4) our computers speak a thousand languages, all incompatible between themselves! We have tons of different shells all with their own language, tons of different interfaces (Corba, COM, RPC, SOAP, HTML, FTP, windows messages, the X-windows protocol, OpenGL, tons of different languages and protocols (and protocols are languages). Yet there is no single way for programs to co-operate, exchange data, discover capabilities, communicate.
5) our computers can't talk to each other; they are perfect strangers only capable of exchanging hand signals. The same thing that happens to programs happens to computers, only much worse: computers can't really communicate, they can only have limited communication through network filesystems.

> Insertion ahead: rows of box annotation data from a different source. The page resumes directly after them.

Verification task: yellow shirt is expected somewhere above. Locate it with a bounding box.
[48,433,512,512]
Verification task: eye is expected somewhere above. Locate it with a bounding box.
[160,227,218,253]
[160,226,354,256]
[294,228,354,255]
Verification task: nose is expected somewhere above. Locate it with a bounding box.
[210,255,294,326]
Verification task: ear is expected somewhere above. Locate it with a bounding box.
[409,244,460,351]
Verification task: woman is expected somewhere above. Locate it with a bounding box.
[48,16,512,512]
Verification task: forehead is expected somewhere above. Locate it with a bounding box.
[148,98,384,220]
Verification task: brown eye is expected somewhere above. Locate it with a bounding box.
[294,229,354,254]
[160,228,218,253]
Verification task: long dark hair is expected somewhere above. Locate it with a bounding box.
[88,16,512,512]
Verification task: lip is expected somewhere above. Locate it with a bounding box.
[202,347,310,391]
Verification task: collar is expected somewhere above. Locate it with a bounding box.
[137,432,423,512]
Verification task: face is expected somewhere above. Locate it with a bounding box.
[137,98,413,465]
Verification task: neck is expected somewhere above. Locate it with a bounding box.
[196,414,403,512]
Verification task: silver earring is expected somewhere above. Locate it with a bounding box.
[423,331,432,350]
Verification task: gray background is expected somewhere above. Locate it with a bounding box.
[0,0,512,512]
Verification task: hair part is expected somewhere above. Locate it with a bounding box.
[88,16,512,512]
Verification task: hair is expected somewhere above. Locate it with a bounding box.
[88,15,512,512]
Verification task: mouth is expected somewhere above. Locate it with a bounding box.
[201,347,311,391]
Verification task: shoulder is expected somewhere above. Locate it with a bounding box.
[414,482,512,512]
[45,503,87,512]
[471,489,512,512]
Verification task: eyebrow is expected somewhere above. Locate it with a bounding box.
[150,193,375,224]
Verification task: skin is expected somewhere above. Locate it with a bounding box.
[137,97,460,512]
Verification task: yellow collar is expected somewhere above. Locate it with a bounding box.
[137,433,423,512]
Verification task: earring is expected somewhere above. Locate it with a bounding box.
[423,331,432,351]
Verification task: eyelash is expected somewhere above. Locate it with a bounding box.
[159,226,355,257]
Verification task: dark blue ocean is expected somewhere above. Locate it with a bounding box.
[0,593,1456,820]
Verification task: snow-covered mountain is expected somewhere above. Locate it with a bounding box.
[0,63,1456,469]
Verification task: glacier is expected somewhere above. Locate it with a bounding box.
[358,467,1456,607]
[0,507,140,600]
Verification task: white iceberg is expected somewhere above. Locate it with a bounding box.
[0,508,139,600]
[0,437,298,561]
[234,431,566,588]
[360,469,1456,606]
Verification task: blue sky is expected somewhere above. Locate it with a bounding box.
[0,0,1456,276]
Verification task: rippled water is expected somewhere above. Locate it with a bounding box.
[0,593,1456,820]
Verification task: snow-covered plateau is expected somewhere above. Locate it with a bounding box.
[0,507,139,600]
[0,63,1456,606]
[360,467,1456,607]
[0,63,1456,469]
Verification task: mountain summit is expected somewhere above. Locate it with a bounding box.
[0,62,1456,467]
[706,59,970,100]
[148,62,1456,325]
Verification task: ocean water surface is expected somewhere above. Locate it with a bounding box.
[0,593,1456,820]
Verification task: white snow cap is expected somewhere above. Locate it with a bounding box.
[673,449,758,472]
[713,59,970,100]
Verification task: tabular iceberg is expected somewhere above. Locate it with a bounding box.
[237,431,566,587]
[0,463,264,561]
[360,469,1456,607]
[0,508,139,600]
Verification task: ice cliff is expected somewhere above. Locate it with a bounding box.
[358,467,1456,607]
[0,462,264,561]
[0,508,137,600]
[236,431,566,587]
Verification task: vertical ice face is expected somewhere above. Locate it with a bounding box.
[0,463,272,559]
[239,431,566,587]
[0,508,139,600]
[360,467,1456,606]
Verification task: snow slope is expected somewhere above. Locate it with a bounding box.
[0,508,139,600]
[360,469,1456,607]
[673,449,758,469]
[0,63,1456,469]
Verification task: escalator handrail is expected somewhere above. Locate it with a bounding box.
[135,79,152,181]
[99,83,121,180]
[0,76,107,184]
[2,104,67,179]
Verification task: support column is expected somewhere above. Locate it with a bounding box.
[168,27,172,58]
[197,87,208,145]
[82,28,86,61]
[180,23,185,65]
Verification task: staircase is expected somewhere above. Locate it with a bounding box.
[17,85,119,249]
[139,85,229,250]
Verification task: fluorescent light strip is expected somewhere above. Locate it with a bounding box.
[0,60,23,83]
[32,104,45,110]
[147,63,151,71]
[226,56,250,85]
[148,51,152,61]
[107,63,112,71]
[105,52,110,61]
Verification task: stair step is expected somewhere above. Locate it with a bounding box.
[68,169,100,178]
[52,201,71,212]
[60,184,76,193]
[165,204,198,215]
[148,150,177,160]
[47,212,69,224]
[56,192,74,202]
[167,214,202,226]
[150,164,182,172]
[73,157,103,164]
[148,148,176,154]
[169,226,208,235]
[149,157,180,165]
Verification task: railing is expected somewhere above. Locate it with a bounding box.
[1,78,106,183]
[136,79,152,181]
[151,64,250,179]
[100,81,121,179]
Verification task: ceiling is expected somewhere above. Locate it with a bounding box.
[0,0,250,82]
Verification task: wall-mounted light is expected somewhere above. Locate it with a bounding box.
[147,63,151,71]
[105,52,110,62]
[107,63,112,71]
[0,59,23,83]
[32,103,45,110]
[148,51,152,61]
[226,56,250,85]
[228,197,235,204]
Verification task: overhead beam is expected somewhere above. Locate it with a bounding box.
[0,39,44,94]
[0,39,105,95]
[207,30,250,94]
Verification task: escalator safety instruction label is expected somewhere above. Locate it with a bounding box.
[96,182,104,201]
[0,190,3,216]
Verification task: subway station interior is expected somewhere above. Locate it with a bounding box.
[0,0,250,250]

6) the computing environment is not the programming environment. In order to enter programming mode, I have to go through a sequence of boring and unnecessary steps like: a) firing up the IDE, b) go through the API docs, c) write the code, d) check the code, e) compile the code, f) figure out what went wrong. For example, if I want to change the color of the active window frame, I can not simply enter 'ActiveFrameColor = Orange' or whatever and have the frame color of all windows to change, because I) there is no persistent system-wide 'ActiveFrameColor' variable and II) there is no global event model so as that windows can listen to changes to 'ActiveFrameColor'.
How should the computing environment be? well, the system should be responsible for:
1) global definition of datatypes, including arrays, lists, tree maps, hashmaps, sorted maps, indexed arrays...not only at semantic level but also a binary level.
2) automatic persistence. It's the year 2006, we have computers for over 50 years, and yet we still have to 'open file'. The system should be responsible for using the system's RAM as a cache for hard disk.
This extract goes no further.